Handbook of Clinical Rating Scales and Assessment in Psychiatry and Mental Health

By James K Luiselli EdD ABPP BCBA-D
April 2nd, 2011

Book provides tools to
integrate measurement
(April 2011 Issue)

“Handbook of Clinical Rating Scales and Assessment in Psychiatry and Mental Health”
Edited by Lee Baer and Mark A. Blais
Humana Press
New York, N.Y., 2010

By James K. Luiselli, Ed.D.,
ABPP, BCBA-D

Psychologists Lee Baer and Mark A. Blais have edited a useful and practical handbook for mental health professionals. They write: “The overarching goal of this handbook is to provide you, as a mental health clinician, with the knowledge and tools necessary to integrate measurement into your ongoing clinical practice.”

As Baer and Blais indicate in their introductory chapter, self-report instruments and clinician administered rating scales serve many functions. For one, how do you know objectively a client’s level of distress before treatment unless you quantify presenting symptoms? As treatment progresses, data from rating scales will verify whether there is clinical improvement or a need to revise therapeutic procedures. Additionally, you can justify your treatment to third-party payers by having positive outcome measures that are derived from rating scales.

Although Baer and Blais advise that readers have a basic understanding of psychometric concepts, you don’t have to be a master psychometrician to profit from the handbook. In total, there are 14 chapters, each one addressing a specific clinical disorder such as depression, anxiety, schizophrenia and bipolar disorder. The chapter authors briefly introduce their topic and then describe recommended “gold standard” rating scales. For each scale included in the chapters, you learn how it should be administered and scored, as well as its cut-off dimensions (to substantiate clinical acuity), reliability and validity.

One outstanding feature of the handbook is that the rating scales referenced in the chapters are reproduced in an appendix section. Being able to see these instruments will help clinicians decide about using them in day-to-day practice.

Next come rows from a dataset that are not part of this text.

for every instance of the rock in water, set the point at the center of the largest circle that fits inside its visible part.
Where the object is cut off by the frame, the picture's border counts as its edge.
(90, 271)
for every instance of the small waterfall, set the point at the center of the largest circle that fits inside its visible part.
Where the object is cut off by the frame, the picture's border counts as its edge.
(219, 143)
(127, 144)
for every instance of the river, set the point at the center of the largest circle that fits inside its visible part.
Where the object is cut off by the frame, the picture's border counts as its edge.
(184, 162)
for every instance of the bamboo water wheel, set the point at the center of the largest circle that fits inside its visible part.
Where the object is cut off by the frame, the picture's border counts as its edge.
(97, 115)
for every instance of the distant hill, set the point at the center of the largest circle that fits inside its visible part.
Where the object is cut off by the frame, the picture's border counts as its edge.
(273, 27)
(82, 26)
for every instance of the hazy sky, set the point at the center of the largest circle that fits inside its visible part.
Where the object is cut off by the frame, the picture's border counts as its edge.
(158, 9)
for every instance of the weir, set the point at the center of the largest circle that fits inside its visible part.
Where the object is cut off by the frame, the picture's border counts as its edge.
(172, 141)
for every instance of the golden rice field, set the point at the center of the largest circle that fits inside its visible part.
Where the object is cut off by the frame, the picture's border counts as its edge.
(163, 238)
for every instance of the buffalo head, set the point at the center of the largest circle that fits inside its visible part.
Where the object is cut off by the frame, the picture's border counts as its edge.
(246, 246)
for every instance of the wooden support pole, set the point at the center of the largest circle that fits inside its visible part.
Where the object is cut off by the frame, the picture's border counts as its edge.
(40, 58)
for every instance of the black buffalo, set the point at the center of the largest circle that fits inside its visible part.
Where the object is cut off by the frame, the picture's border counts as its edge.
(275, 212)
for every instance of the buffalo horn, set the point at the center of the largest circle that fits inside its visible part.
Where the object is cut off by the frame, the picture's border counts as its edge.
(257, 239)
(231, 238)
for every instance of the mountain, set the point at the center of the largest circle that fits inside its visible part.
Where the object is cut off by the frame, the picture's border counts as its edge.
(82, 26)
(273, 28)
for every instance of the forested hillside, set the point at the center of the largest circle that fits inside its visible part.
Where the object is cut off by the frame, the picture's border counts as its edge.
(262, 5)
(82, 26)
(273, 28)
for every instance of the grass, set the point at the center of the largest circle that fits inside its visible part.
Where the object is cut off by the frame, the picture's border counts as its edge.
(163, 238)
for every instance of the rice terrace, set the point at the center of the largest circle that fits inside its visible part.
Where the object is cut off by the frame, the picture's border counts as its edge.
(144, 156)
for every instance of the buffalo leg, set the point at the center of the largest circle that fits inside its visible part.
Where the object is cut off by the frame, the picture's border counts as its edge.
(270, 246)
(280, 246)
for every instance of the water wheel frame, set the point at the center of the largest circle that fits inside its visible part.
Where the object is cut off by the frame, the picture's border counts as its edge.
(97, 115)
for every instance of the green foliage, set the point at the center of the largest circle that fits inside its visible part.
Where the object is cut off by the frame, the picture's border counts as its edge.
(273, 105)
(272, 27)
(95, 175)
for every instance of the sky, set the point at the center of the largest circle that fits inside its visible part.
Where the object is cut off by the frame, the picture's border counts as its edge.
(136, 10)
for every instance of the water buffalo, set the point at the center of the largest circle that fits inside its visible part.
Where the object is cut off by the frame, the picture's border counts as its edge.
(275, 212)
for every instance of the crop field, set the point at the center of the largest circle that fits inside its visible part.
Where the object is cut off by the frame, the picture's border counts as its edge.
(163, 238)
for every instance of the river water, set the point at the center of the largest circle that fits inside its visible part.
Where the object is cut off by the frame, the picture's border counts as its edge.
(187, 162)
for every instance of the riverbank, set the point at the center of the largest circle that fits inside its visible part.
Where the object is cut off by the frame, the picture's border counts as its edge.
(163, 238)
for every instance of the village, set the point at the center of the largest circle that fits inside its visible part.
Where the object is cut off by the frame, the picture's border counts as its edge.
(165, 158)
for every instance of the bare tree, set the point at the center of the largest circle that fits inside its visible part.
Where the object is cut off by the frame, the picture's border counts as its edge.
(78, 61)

Furthermore, you can judge whether several rating scales might be applicable for screening co-morbid disorders among complex clients, particularly those who do not volunteer information.

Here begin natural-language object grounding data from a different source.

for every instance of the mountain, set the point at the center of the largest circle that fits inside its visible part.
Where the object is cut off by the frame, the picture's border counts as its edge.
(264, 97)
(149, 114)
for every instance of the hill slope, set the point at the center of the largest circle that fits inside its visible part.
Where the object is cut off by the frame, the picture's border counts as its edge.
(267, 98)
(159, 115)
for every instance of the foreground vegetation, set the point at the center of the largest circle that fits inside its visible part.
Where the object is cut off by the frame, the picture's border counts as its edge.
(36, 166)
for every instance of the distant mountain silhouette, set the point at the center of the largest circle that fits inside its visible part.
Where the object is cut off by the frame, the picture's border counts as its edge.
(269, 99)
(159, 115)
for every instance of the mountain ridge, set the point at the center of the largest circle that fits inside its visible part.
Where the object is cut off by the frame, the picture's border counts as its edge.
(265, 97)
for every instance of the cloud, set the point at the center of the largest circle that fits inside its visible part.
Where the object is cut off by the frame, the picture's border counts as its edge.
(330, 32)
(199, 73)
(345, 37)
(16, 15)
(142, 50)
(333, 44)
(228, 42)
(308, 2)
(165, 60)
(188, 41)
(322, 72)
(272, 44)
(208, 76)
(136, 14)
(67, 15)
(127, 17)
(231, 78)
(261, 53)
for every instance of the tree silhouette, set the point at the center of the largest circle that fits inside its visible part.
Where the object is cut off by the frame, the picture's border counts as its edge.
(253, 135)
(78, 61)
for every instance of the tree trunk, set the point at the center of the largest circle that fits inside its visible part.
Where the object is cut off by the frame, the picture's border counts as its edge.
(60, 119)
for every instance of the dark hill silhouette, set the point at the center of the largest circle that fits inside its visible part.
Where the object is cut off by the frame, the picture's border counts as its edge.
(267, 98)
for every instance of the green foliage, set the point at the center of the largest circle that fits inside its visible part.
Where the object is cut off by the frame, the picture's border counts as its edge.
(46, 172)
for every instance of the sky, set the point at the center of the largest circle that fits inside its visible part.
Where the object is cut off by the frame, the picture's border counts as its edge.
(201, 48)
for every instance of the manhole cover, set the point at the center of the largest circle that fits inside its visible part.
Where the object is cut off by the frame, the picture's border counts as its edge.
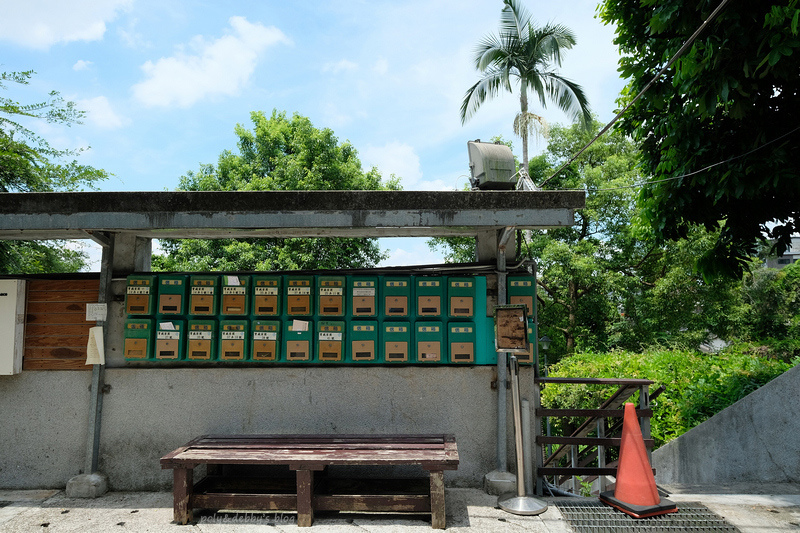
(596, 517)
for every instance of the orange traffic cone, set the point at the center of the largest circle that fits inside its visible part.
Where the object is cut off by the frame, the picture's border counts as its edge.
(635, 492)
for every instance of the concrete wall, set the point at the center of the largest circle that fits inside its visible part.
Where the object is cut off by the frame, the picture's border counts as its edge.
(753, 440)
(149, 412)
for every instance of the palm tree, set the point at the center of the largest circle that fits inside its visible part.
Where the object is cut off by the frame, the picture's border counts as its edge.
(528, 53)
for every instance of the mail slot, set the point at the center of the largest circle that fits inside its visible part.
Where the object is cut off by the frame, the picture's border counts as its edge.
(330, 295)
(429, 337)
(140, 295)
(235, 296)
(265, 343)
(522, 291)
(202, 343)
(396, 296)
(298, 295)
(233, 340)
(330, 341)
(267, 295)
(364, 296)
(461, 297)
(298, 338)
(363, 341)
(170, 339)
(461, 337)
(138, 342)
(172, 295)
(396, 341)
(203, 295)
(430, 296)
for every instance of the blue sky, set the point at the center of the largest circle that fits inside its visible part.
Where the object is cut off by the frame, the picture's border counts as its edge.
(165, 82)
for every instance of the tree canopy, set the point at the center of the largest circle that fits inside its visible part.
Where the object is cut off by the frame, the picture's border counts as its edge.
(28, 163)
(719, 131)
(279, 153)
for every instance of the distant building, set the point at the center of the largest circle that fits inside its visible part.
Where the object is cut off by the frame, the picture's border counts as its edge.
(791, 255)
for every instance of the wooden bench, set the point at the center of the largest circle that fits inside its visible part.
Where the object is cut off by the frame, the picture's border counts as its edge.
(307, 454)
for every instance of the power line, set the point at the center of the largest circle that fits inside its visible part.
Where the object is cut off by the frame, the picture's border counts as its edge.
(674, 58)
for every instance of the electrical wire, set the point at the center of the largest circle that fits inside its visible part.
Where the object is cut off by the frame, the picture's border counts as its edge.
(672, 60)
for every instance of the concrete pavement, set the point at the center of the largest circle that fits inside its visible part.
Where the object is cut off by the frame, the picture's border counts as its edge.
(50, 511)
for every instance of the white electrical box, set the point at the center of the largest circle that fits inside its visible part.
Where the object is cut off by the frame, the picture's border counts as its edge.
(12, 325)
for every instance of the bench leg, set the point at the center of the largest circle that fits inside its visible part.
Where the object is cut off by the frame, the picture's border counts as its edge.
(437, 499)
(182, 486)
(305, 497)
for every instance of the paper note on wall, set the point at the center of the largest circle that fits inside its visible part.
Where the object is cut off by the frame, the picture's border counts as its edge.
(95, 353)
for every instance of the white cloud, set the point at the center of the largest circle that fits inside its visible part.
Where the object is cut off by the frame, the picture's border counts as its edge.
(395, 158)
(100, 113)
(218, 67)
(39, 24)
(340, 66)
(81, 65)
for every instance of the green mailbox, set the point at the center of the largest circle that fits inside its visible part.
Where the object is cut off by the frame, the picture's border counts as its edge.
(363, 341)
(138, 339)
(363, 296)
(233, 340)
(330, 341)
(202, 340)
(429, 337)
(522, 291)
(203, 295)
(172, 294)
(430, 293)
(397, 296)
(396, 342)
(298, 295)
(298, 337)
(330, 296)
(140, 295)
(265, 340)
(170, 340)
(267, 295)
(235, 296)
(461, 339)
(461, 297)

In addition to the factual details contained in the handbook, Baer and Blais convincingly dispel the myth that measurement in mental health is burdensome and overbearing. The book shows that clinical rating scales and questionnaire-like assessment tools can be adapted to each client’s life circumstances without imposing on the psychotherapeutic process. Their proposition is spot on: “Integrating a few select scales, like those included in this volume, into your routine clinical practice will benefit you and your patients.”

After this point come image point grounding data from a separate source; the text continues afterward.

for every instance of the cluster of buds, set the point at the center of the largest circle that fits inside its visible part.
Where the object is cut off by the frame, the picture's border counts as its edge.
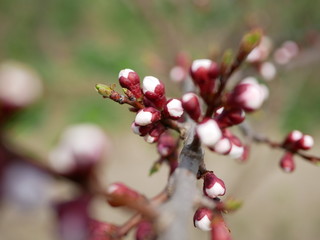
(294, 142)
(153, 109)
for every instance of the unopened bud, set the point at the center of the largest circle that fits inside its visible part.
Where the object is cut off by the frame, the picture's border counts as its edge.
(209, 132)
(147, 116)
(145, 231)
(130, 79)
(140, 130)
(167, 144)
(101, 230)
(104, 90)
(154, 92)
(248, 95)
(223, 146)
(202, 219)
(287, 162)
(155, 133)
(191, 104)
(173, 108)
(230, 117)
(213, 186)
(306, 142)
(204, 72)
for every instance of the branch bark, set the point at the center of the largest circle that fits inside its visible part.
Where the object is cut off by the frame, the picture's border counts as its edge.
(176, 213)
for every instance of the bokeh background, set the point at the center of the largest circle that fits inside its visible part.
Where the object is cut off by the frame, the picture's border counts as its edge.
(73, 44)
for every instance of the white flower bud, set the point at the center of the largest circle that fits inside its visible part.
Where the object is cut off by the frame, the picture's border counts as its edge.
(150, 83)
(209, 132)
(174, 108)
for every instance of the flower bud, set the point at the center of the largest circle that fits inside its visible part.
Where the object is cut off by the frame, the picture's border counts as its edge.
(237, 149)
(145, 231)
(209, 132)
(248, 95)
(268, 71)
(219, 230)
(155, 133)
(287, 162)
(154, 92)
(101, 230)
(204, 72)
(80, 148)
(191, 104)
(120, 195)
(202, 219)
(140, 130)
(292, 140)
(167, 144)
(306, 142)
(228, 118)
(147, 116)
(130, 79)
(223, 146)
(213, 186)
(173, 108)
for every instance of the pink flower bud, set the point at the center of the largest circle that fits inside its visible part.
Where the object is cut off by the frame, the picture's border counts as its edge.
(202, 219)
(219, 229)
(120, 195)
(154, 92)
(130, 79)
(237, 148)
(174, 108)
(167, 144)
(147, 116)
(213, 186)
(101, 230)
(306, 142)
(291, 47)
(204, 72)
(223, 146)
(248, 95)
(191, 104)
(209, 132)
(287, 162)
(268, 71)
(155, 133)
(292, 140)
(145, 231)
(228, 118)
(140, 130)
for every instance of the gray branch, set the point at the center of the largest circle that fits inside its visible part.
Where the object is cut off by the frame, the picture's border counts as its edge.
(176, 214)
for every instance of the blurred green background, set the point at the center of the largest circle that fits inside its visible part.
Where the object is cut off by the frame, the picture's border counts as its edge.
(74, 44)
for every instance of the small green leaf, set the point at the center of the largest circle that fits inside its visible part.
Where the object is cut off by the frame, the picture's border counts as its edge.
(251, 40)
(232, 205)
(155, 168)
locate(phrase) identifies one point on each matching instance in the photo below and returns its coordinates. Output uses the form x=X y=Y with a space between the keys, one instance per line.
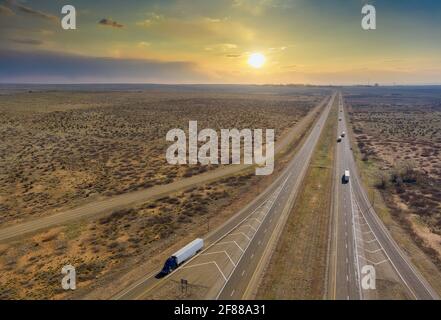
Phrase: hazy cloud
x=45 y=66
x=32 y=12
x=110 y=23
x=27 y=41
x=5 y=11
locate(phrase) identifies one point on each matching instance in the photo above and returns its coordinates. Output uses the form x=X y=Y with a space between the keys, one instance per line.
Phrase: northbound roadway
x=232 y=262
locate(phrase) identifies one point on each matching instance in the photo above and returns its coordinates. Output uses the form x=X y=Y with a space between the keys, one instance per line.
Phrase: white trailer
x=181 y=256
x=346 y=176
x=188 y=251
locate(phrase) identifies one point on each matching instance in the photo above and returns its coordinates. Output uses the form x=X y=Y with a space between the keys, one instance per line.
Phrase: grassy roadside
x=116 y=282
x=369 y=172
x=297 y=269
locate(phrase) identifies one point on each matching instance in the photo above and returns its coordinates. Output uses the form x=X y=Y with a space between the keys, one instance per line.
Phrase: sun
x=256 y=60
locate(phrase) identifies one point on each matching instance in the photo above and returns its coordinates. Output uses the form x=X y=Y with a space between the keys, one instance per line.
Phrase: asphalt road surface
x=234 y=254
x=359 y=236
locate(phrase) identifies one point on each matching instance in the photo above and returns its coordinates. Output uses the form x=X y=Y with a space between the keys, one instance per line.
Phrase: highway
x=359 y=237
x=231 y=263
x=104 y=206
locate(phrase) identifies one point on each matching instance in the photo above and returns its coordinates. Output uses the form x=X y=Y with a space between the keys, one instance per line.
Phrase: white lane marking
x=217 y=252
x=374 y=263
x=275 y=195
x=374 y=251
x=255 y=219
x=248 y=225
x=225 y=242
x=205 y=263
x=240 y=233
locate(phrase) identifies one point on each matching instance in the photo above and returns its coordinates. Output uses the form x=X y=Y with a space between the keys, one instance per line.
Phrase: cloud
x=5 y=11
x=198 y=30
x=44 y=66
x=32 y=12
x=27 y=41
x=110 y=23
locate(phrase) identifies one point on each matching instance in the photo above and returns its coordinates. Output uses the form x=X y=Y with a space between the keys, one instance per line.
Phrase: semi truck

There is little to criticize about this handbook, although I would have liked to see a chapter about data summary and visual (graphic) presentation of rating scale scores. That is, many clinicians need to know how to plot measurement results so that a client’s behavior and symptom trends are revealed and can be analyzed to inform treatment decisions. Nonetheless, the Handbook of Clinical Rating Scales and Assessment in Psychiatry and Mental Health is a wonderful resource for students, trainees and established professionals. Regardless of one’s psychotherapy orientation, you owe it to yourself to read the book to become or to improve your skills as an empirical clinician.

James K. Luiselli, Ed.D., ABPP, BCBA-D, is senior vice president, applied research, clinical training and peer review at the May Institute in Norwood, Mass.